Para Ana, ir al supermercado no podía ser otra cosa que una pésima idea. Cada vez que sus papás le pedían que los acompañara, ella inventaba excusas para quedarse en casa.

Unas veces, decía que tenía mucha tarea del colegio. Otras, que debía ordenar su cuarto eternamente desordenado. Y, cuando veía que esas excusas no iban a funcionar, llegaba al colmo de simular un terrible malestar.

- Brrr… Creo que estoy engripada -decía desde la cama. Se tapaba hasta el cuello con la frazada y hacía castañear sus dientes como si tuviera frío-. Brrrrrr…

No crean que lo de Ana era desgano. Para nada. Eran, lisa y llanamente, los malos recuerdos que tenía de sus visitas de chiquita al supermercado.

Ana no podía olvidar la bronca que sentía cuando sus papás, en lugar de dejarla corretear por los pasillos, la sentaban en la sillita para bebés del changuito, mientras que a su hermano mayor, Federico, le permitían caminar feliz entre las góndolas.

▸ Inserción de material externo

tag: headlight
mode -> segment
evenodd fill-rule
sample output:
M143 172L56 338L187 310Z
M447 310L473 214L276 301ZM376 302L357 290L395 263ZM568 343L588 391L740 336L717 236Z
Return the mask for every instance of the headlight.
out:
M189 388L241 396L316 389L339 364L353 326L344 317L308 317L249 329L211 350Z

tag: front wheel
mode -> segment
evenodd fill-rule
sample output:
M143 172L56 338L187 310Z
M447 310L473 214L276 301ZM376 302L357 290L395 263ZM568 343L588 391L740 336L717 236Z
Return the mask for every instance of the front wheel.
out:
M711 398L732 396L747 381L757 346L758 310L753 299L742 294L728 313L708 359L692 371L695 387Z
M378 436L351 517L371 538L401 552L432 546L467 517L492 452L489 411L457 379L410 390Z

- ¡Ya no soy un bebé, soy mayor! -protestaba.

- Cuando aprendas a portarte bien, vas a bajar. Ahora te quedás ahí, quietita -le respondían.

Desde la sillita, Ana se quejaba y sus papás le recordaban el día en que, paseando en familia por una calle muy concurrida, se soltó de la mano de la tía Alicia y salió corriendo hasta desaparecer. La encontraron una cuadra más adelante persiguiendo palomas en una plaza.

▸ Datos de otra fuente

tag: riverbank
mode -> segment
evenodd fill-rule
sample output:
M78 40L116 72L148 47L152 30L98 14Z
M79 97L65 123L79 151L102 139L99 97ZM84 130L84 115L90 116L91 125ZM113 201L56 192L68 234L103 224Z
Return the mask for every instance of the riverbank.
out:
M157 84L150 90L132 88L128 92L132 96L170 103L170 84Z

- ¡Qué desesperación! ¡Cómo nos asustamos! -exclamaban siempre que relataban la historia.

También solían acordarse de cuando, en una mueblería, Ana se bajó con sigilo del cochecito, se trepó a una mesa muy fina de madera de nogal y comenzó a saltar al grito de “soy más alta que mamá”.

- ¡Qué vergüenza! ¡Cómo se enojó el dueño!

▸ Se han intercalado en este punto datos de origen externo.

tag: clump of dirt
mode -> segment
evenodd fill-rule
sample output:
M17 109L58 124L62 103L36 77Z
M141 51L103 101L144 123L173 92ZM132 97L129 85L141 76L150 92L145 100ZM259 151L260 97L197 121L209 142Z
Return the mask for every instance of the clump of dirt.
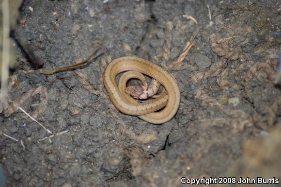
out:
M251 144L243 149L248 139L266 134L260 144L267 147L278 133L271 131L280 122L278 61L272 58L280 51L280 5L277 0L24 1L15 32L28 40L44 68L81 62L97 44L103 54L81 69L46 75L17 48L18 83L9 94L21 98L44 86L46 109L37 120L53 135L19 111L0 115L6 186L177 187L181 177L217 177L231 168L234 176L255 177L251 172L263 162L245 166L245 172L235 169L259 158ZM112 104L101 75L112 59L126 55L155 62L175 77L181 103L172 120L153 125ZM35 72L26 73L30 69ZM33 95L20 106L32 113L43 111L42 103ZM265 162L279 157L271 156L277 146L272 146L262 157ZM235 164L243 156L246 161ZM265 177L275 174L280 176L272 171Z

- ¡Bueno, che! -contestaba ella-. ¿Cómo iba yo a saber que había un cartel que decía “prohibido tocar y requeteprohibido subirse a la mesa”?

- ¿Y aquella vez que te perdiste en la playa? ¡Dijiste que ibas a juntar caracoles y terminaste persiguiendo al pochoclero! ¿O cuando, en el cumpleaños de tu primo, te escondiste con la torta dentro del pelotero? ¡Te comiste la mitad!

Ana no sabía qué decir. A esa altura, se quedaba sin argumentos. Ponía cara de ángel y les prometía a sus papás no hacer macanas ni perderse de nuevo, pero no lograba convencerlos.

Para colmo, la sillita del changuito donde la sentaban era incómoda: el cinturón le quedaba ajustado y apenas se podía mover. Lloraba, pataleaba y agitaba las manos hacia adelante como queriendo escapar, pero solo conseguía arañar el aire.

En el supermercado, Ana veía cómo Federico tomaba todos los productos que le indicaban sus papás y los ponía con cuidado en el changuito. Una botella de agua, dos yogures de frutilla, un pote de crema, tres paquetes de fideos y más.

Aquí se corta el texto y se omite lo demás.